Ten Thousand Saints has a passive zero of a hero, but also a wonderful Ethan Hawke
Too many literary adaptations suffer from what could be called first-person protagonist syndrome: Characters that work as reader surrogates on the page become lifeless sponges on-screen, blankly absorbing experiences. Ten Thousand Saints, a coming-of-age drama from the writer-directors of American Splendor, has a real bad case of FPPS. Though its source material, an acclaimed novel by Eleanor Henderson, isn’t technically written in the first person, the plot clearly unfolds from the perspective of a less-than-proactive character, and the filmmakers provide him with some bookending narration, framing the whole narrative as his recollections. The result, unfortunately, is a movie featuring a teenage hero who spends most of his screen time watching from the sidelines, passively observing events that just sort of happen around him.

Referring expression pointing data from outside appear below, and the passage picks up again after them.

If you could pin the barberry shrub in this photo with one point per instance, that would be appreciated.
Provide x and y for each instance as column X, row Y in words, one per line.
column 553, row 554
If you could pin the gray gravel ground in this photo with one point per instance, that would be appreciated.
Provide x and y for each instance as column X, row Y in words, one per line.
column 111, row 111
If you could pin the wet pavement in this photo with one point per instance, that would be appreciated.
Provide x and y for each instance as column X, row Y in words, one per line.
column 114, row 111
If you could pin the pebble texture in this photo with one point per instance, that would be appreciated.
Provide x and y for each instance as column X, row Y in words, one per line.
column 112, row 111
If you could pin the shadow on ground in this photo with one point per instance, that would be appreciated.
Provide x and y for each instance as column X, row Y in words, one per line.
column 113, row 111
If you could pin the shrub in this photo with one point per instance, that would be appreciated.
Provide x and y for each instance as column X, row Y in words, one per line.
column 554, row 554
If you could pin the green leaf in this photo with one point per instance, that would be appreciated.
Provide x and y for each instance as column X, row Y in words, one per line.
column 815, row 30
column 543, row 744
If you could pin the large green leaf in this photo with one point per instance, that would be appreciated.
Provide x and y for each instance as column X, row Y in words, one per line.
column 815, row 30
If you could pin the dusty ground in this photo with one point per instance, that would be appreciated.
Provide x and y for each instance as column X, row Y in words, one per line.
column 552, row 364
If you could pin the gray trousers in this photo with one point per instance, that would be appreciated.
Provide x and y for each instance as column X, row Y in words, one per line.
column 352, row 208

Said hero is Jude (Hugo’s Asa Butterfield), named for the Beatles song, because his parents were hippies, and hippies in movies are required to love The Beatles. Jude can’t get over the untimely death of his best friend, Teddy (Avan Jogia), who he talked into huffing Freon with him one fateful night—a dumb teenage bender that ended with the two boys lying side by side in the snow the next morning, one alive and the other a frozen corpse. Thankfully, Jude is quickly rescued from his cocoon of guilt and depression by his estranged, drug-dealing father (Ethan Hawke), who transplants the kid from fictional college-town Vermont to the mean streets of late-’80s New York. Here, Jude begins hanging with Teddy’s preachy older brother, Johnny (Emile Hirsch), who lets him play with his straight-edge hardcore band and turns him on to Hare Krishna. Our young hero also discovers that his dead friend lost his V-card on his last night alive, knocking up Eliza (Hailee Steinfeld), the daughter of his dad’s ballerina girlfriend.

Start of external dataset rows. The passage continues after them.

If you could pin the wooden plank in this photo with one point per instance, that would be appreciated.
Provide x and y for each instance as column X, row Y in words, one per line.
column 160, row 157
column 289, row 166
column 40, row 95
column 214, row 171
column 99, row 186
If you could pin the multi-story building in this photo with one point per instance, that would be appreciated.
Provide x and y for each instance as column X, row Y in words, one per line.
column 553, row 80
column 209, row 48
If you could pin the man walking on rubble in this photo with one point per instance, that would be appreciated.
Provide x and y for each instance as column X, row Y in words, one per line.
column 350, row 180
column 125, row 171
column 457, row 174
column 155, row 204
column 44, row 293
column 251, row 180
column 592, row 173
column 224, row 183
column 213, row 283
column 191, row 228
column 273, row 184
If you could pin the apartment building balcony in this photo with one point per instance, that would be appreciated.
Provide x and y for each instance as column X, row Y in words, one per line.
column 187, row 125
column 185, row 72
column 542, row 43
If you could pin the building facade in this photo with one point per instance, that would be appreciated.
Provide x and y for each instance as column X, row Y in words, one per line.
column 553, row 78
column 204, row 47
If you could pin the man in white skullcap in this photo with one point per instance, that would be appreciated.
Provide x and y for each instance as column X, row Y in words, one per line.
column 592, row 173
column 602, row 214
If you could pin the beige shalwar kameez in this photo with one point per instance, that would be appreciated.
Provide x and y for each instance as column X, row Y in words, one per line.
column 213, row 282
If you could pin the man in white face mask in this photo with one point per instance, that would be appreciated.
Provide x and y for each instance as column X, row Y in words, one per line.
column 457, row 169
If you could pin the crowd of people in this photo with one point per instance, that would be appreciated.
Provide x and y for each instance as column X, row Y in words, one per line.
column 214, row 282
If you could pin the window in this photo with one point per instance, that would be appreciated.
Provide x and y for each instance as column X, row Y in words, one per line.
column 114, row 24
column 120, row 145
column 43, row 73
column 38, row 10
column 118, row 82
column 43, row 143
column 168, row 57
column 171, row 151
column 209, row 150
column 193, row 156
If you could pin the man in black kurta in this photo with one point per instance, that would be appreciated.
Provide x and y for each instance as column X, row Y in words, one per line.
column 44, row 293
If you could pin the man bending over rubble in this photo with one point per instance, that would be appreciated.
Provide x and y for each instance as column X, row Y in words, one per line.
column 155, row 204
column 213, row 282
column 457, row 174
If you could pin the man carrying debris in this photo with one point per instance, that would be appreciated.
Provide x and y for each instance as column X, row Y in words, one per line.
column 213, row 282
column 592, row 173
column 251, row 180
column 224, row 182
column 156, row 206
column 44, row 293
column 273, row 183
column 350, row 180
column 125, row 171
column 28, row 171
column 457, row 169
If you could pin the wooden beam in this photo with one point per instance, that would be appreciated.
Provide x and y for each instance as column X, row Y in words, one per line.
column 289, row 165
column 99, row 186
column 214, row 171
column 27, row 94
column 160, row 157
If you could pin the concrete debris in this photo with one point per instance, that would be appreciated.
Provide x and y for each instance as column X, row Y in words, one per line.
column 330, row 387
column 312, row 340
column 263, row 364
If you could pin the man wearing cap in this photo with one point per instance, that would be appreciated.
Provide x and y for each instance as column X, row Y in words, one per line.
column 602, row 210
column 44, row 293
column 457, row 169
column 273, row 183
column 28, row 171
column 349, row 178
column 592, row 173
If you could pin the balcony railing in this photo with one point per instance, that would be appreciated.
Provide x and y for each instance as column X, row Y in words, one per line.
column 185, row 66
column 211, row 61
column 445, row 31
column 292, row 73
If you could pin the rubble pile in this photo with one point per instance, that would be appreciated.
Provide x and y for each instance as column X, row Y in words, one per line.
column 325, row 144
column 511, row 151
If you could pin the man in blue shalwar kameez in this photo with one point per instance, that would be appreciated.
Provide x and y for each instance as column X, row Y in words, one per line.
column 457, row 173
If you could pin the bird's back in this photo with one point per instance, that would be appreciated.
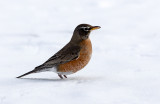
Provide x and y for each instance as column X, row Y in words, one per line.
column 83, row 59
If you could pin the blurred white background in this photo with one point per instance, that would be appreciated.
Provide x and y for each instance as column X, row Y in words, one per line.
column 124, row 68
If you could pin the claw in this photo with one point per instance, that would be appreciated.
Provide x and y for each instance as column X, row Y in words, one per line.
column 60, row 76
column 65, row 76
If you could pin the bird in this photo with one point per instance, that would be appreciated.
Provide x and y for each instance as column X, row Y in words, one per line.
column 74, row 56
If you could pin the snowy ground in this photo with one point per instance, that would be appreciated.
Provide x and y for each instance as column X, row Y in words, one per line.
column 124, row 68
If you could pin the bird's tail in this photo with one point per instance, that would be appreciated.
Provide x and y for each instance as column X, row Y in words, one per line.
column 33, row 71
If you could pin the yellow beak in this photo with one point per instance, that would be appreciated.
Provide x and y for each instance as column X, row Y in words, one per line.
column 95, row 28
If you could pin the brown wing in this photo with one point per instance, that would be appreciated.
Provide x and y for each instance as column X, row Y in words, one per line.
column 66, row 54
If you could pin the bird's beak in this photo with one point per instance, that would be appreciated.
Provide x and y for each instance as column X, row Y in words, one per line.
column 95, row 27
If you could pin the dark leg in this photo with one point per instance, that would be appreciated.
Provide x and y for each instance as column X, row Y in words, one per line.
column 65, row 76
column 60, row 76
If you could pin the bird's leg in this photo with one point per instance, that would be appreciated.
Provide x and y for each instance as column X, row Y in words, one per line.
column 60, row 76
column 65, row 76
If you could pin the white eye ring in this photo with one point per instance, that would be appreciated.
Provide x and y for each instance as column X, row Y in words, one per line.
column 86, row 28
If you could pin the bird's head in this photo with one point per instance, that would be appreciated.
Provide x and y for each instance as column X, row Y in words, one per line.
column 82, row 32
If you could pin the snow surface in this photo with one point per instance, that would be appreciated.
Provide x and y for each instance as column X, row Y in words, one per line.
column 124, row 68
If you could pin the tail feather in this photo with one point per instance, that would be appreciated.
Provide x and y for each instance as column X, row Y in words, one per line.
column 33, row 71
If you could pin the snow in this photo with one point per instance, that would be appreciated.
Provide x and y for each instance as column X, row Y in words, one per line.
column 124, row 68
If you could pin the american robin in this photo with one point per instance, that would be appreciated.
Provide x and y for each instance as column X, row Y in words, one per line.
column 72, row 57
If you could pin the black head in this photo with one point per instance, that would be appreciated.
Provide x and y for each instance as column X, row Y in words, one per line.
column 82, row 31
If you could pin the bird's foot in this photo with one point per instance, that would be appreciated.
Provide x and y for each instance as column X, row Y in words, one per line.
column 65, row 76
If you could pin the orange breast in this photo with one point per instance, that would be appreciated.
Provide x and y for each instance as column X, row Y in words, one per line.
column 81, row 62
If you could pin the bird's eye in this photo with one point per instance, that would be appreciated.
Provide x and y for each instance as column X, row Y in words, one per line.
column 86, row 28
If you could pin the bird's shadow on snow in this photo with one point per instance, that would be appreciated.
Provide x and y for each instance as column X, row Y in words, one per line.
column 79, row 79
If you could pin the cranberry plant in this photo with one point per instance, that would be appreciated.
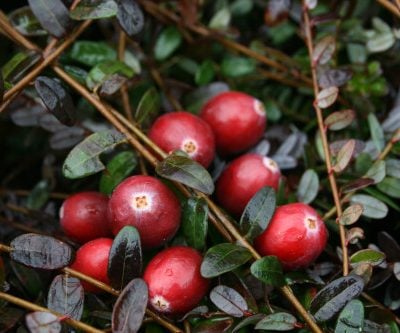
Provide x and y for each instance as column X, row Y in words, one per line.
column 307, row 90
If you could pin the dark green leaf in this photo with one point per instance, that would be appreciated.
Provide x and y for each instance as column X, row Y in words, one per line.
column 84, row 159
column 56, row 99
column 40, row 322
column 117, row 170
column 92, row 53
column 94, row 9
column 279, row 321
column 167, row 42
column 229, row 301
column 268, row 270
column 66, row 296
column 369, row 256
column 125, row 260
column 148, row 107
column 252, row 320
column 334, row 297
column 39, row 251
column 130, row 16
column 223, row 258
column 129, row 309
column 105, row 70
column 186, row 171
column 52, row 15
column 195, row 222
column 351, row 319
column 258, row 213
column 25, row 22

Teen pregnancy? Drug overdoses? Ten Thousand Saints sounds heavy on paper, but there’s a definite element of adolescent wish-fulfillment to its scenario. What 17-year-old boy, after all, wouldn’t want to be whisked off to the East Village to crowd-surf at hardcore shows, get high with Ethan Hawke, and pal around with a pretty girl? (It’s clear that Jude has it bad for Eliza, because the three-chord punk fades into gooey folk whenever she appears before him.) Henderson wrote the novel as a valentine to its specific setting, even using the acknowledgements page to dust off that impossibly moldy cliché—expertly spoofed in last summer’s They Came Together—of “New York as a character.” But in movie form, Saints mainly treats its vibrant musical and cultural backdrop as wallpaper, cramming a bunch of era-specific tunes onto the soundtrack and repurposing the Tompkins Square Park riots as an exciting historical moment to climactically dash through.
Jude’s general unassertiveness makes a degree of sense, as part of growing up is being jerked from one influence to another; it’s perfectly believable that he’d quit smoking and embrace the straight-edge lifestyle overnight. But without the avenue into his thought process that prose can provide, Jude just comes across as a meek bystander, especially as embodied by the moist-eyed mope Butterfield has grown into. Too earnest to despise, Ten Thousand Saints is most endearing as an examination of the ways families are broken (through divorce and death) and redefined (through adoption and friendship). That’s mostly because directors Shari Springer Berman and Robert Pulcini have assembled such a strong cast of surrogate relatives, including Julianne Nicholson (as Jude’s divorced mother), Emily Mortimer (as his new sort-of stepmom), and especially Hawke, offering an even richer, funnier portrait of flawed fatherhood than the one that scored him an Oscar nomination earlier this year. Seriously, it’s a wonderful performance, Hawke managing to convey deep parental affection without once letting the audience forget that the guy he’s playing is something of an irresponsible deadbeat dad. Why couldn’t they have made him the main character?